Spasmophilie : ce qu’il faut savoir

Désignée comme étant un ensemble de symptômes liés à un état d’anxiété, la spasmophilie se manifeste notamment par des crampes, des palpitations et de l’hyperventilation. Quelles en sont les causes, comment reconnaître une crise, quels sont les traitements recommandés ? Réponses dans cet article.

La spasmophilie, qu’est-ce au juste ?

La spasmophilie est définie par les experts comme une forme légère de tétanie regroupant plusieurs symptômes typiques d’un état anxieux : des crampes, des fourmillements, de l’hyperventilation ou encore des contractures. Touchant majoritairement les femmes, elle se manifeste par une sensation de malaise général, et peut s’accompagner de troubles neurologiques comme des vertiges, des nausées, une sensation d’étouffement, des spasmes intestinaux, des troubles auditifs et visuels, une succession de sensation de chaleur et de froid…

Une crise de spasmophilie est particulièrement angoissante pour la personne qui la subit. Et pour cause, certains muscles se contractent involontairement, ce qui peut être très impressionnant. Les crises ont des durées variables, de quelques minutes à une heure. Pour les personnes qui ont une forme sévère, les crises peuvent se succéder plusieurs fois pendant une journée. Il est cependant à noter qu’il existe des types de spasmophilie sans crise aigüe, les principales manifestations étant des maux de têtes intenses et des troubles digestifs qui s’installent parfois pendant plusieurs semaines.

Selon les experts, une crise de spasmophile est principalement provoquée par le stress et l’angoisse. L’angoisse entraîne une hyperventilation qui, à son tour, va provoquer des troubles dans les échanges neuromusculaires et métaboliques. Une crise pourrait être provoquée par une association des troubles de la conduction de l’information entre les neurones et les muscles et du métabolisme du calcium.

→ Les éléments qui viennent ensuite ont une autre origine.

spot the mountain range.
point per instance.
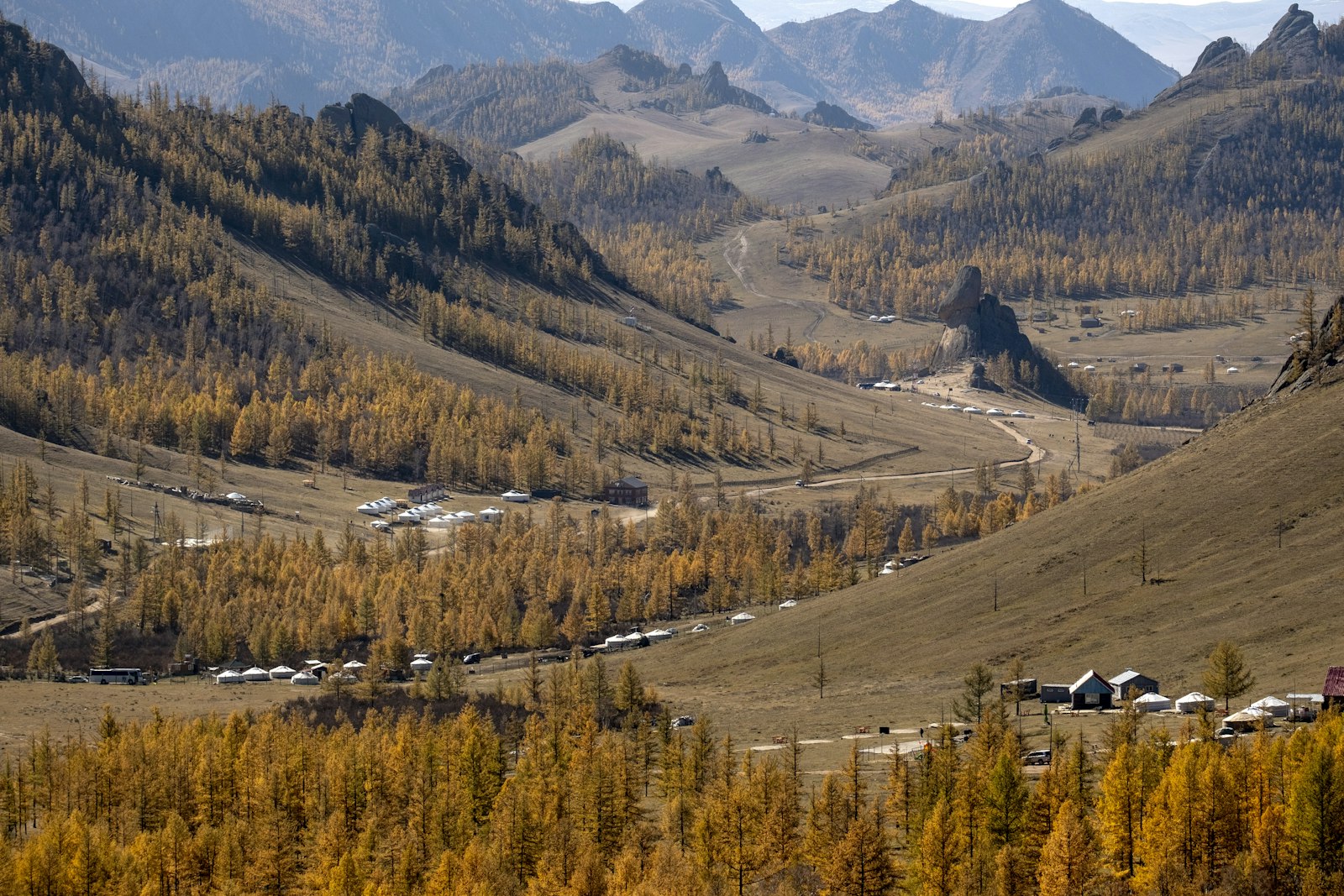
(306, 53)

Par le passé, on a longtemps associé la spasmophilie à une carence en calcium ou de magnésium, mais cette hypothèse a été démentie par les recherches.

Comment traiter la spasmophilie ?

Même si des anxiolytiques sont parfois prescrits pour traiter la spasmophilie et pour permettre d’atténuer les crises violentes, il n’y a pas, à vrai dire, de traitement médical contre ce trouble. En effet, les crises ne proviennent pas d’un dysfonctionnement métabolique. Le plus important, c’est que la personne puisse rapidement retrouver son calme et une respiration normale. Pour cela, elle peut respirer dans un sac, de manière à inspirer de l’air plus pauvre en oxygène. Cela permet de retrouver rapidement l’équilibre acido-basique de l’organisme, et par conséquent le pH propice au bon fonctionnement du système neuromusculaire.

Autre élément à ne pas négliger pour une personne sujette à la spasmophilie, le sommeil qui permet de réduire le stress et l’angoisse. Les activités relaxantes comme sa sophrologie ou encore le yoga leur sont particulièrement indiquées, ainsi qu’une alimentation équilibrée et une hydratation optimale : au moins 1,5 litre d’eau par jour. Il en est de même pour les aliments riches en calcium comme les produits laitiers et les eaux minérales, ainsi que les aliments riches en magnésium comme les noix, les fruits et les légumes verts. Pratiquer régulièrement une activité physique peut aussi avoir un effet bénéfique, car cela diminue la tension nerveuse. Par contre, la consommation de tabac, de café, de thé et d’alcool doit être diminuée.

Certains spécialistes préconisent les remèdes naturels pour le traitement de la spasmophilie, notamment la prise de prêle qui est riche en silice, à raison d’une ou deux gélules par jour pendant dix mois. La silice facilite la fixation du calcium, du magnésium et du phosphore. D’autres experts recommandent la prise de passiflore en cas nervosité excessive et d’anxiété, et de valériane en cas d’insomnie. Il est à savoir que prendre du magnésium à forte dose n’apporte qu’un soulagement passager, et peut même entraîner une dépendance. En outre, plus on ingère du magnésium, plus le rein réagit en le laissant s’échapper dans les urines, et cela pourrait s’aggraver sur le long terme. Il est donc conseillé de prendre du magnésium à dose modérée, en association avec du potassium et du phosphore. Enfin, il est conseillé de consulter un médecin dès les premières crises pour confirmer le diagnostic.